Metric types: simple, ratio, cumulative
В предыдущем уроке мы видели simple metric (direct alias на measure) и derived metric (formula). В этом уроке детально разберём остальные типы: simple (revisited), ratio (для conversion rate, CTR), cumulative (для running totals, MTD/YTD, retention windows).
Каждый тип решает свой класс задач. Понимая их, вы можете описать любую бизнес-метрику.
Fact Tables: мера как основа для MetricFlow simple metricSimple metric — direct measure
Самый простой тип.

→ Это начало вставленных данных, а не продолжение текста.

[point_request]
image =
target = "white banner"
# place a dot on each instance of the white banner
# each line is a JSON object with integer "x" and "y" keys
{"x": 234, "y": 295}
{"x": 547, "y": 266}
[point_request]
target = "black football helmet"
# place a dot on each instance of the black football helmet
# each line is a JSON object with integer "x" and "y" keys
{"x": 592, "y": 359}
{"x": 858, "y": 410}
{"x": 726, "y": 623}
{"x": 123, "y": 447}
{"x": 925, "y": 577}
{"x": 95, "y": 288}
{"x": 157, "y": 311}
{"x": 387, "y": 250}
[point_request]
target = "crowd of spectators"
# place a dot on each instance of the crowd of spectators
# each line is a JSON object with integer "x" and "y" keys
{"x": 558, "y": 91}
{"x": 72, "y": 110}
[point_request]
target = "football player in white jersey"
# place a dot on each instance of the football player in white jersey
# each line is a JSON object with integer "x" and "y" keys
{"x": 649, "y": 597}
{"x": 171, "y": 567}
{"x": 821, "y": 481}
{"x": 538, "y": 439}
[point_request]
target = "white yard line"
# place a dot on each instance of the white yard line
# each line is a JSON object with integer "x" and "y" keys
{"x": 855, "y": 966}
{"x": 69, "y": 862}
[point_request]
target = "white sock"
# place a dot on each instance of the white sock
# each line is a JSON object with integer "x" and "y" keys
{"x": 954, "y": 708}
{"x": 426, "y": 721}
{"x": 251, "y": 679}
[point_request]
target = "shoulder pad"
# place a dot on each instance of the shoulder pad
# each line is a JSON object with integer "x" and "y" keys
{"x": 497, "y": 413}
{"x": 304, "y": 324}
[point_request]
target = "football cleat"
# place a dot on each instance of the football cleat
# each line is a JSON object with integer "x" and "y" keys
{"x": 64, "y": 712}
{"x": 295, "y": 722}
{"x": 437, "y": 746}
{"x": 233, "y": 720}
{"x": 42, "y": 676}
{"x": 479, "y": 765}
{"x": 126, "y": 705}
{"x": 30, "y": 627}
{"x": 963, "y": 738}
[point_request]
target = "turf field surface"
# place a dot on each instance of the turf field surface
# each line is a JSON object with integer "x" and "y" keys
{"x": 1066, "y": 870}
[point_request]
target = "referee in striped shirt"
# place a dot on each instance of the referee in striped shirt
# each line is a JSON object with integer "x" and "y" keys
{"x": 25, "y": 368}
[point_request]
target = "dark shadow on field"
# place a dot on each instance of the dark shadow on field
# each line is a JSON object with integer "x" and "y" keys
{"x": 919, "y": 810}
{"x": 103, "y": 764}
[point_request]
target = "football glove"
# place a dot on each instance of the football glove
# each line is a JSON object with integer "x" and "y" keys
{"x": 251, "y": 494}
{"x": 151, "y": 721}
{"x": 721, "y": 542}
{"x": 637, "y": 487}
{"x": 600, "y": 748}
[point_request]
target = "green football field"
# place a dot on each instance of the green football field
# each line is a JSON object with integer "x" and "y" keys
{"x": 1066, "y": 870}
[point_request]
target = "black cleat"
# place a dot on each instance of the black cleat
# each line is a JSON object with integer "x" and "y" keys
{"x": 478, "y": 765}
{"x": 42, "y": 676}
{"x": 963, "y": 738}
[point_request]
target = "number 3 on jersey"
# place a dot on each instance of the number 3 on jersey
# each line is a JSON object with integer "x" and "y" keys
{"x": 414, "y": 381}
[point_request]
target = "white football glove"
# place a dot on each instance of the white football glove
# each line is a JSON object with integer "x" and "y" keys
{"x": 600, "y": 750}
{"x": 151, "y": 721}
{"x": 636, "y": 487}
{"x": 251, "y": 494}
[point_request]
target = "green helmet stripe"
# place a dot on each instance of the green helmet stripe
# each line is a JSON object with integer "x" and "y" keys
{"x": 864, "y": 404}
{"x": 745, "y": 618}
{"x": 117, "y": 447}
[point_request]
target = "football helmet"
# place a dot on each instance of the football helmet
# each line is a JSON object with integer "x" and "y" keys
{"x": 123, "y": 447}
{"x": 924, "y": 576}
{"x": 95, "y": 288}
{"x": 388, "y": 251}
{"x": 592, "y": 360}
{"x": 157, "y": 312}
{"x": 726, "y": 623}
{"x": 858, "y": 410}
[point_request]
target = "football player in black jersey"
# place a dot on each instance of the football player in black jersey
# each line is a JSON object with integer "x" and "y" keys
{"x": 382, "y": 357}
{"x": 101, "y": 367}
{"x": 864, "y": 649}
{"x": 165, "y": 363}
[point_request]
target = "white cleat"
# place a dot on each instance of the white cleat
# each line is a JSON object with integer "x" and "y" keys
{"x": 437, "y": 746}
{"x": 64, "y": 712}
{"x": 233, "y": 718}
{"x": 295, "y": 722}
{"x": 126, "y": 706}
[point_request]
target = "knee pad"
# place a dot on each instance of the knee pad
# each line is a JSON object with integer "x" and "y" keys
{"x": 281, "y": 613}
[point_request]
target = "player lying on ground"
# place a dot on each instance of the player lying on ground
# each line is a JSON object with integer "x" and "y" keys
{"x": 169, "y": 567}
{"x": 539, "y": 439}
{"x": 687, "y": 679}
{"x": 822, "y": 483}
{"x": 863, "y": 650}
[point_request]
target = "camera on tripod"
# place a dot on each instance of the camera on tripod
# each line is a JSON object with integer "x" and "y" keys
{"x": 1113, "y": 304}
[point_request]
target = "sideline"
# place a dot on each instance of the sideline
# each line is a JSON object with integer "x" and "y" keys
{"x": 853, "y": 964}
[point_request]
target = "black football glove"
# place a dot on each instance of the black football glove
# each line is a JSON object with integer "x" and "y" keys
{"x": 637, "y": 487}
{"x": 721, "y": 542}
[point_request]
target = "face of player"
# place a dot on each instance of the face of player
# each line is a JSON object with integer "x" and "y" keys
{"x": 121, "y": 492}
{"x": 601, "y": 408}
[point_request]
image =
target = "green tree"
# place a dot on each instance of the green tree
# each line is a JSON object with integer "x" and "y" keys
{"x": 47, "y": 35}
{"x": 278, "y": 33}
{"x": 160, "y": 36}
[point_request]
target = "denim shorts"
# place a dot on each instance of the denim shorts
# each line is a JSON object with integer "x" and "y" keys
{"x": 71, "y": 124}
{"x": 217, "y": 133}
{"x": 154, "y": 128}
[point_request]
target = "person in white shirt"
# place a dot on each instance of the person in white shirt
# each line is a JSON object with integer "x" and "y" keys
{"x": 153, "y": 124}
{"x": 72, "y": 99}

Прямое отображение measure -> metric.
# В semantic_model:
measures:
- name: order_count
agg: count
expr: order_id
# В metrics:
metrics:
- name: total_orders
description: "Total number of orders"
type: simple
type_params:
measure: order_count
Когда total_orders запрашивается:
client.query(metrics=['total_orders'], group_by=['metric_time__month'])
MetricFlow генерирует:
SELECT
DATE_TRUNC('month', order_date) AS metric_time__month,
COUNT(order_id) AS total_orders
FROM analytics.fct_orders
GROUP BY 1
Простая агрегация. Применяется когда метрика = одно измерение без сложных вычислений.
Use cases:
total_revenue = SUM(amount)customer_count = COUNT(DISTINCT customer_id)avg_order_value = AVG(amount)
Ratio metric — numerator / denominator
Когда метрика — это отношение. Conversion rate, click-through rate, refund rate.
# В semantic_model orders:
measures:
- name: order_count
agg: count
expr: order_id
- name: refunded_order_count
agg: count
expr: order_id
agg_params:
filter: "refund_amount > 0" # boolean filter
# В metrics:
metrics:
- name: refund_rate
description: "Percent of orders that were refunded"
type: ratio
type_params:
numerator: refunded_order_count
denominator: order_count
Когда refund_rate запрашивается by month:
SELECT
DATE_TRUNC('month', order_date) AS month,
COUNT(CASE WHEN refund_amount > 0 THEN order_id END) * 1.0 / COUNT(order_id) AS refund_rate
FROM analytics.fct_orders
GROUP BY 1
* 1.0 важно — без него на integer denominator получим integer division (0 вместо 0.05).
Ratio с фильтрами
metrics:
- name: paid_customer_conversion
description: "% of trial users who became paid customers"
type: ratio
type_params:
numerator:
name: paid_customer_count
filter: "subscription_status = 'paid'"
denominator:
name: customer_count
filter: "signed_up_at IS NOT NULL"
Можно фильтровать numerator и denominator независимо. Это для сложных conversion funnels.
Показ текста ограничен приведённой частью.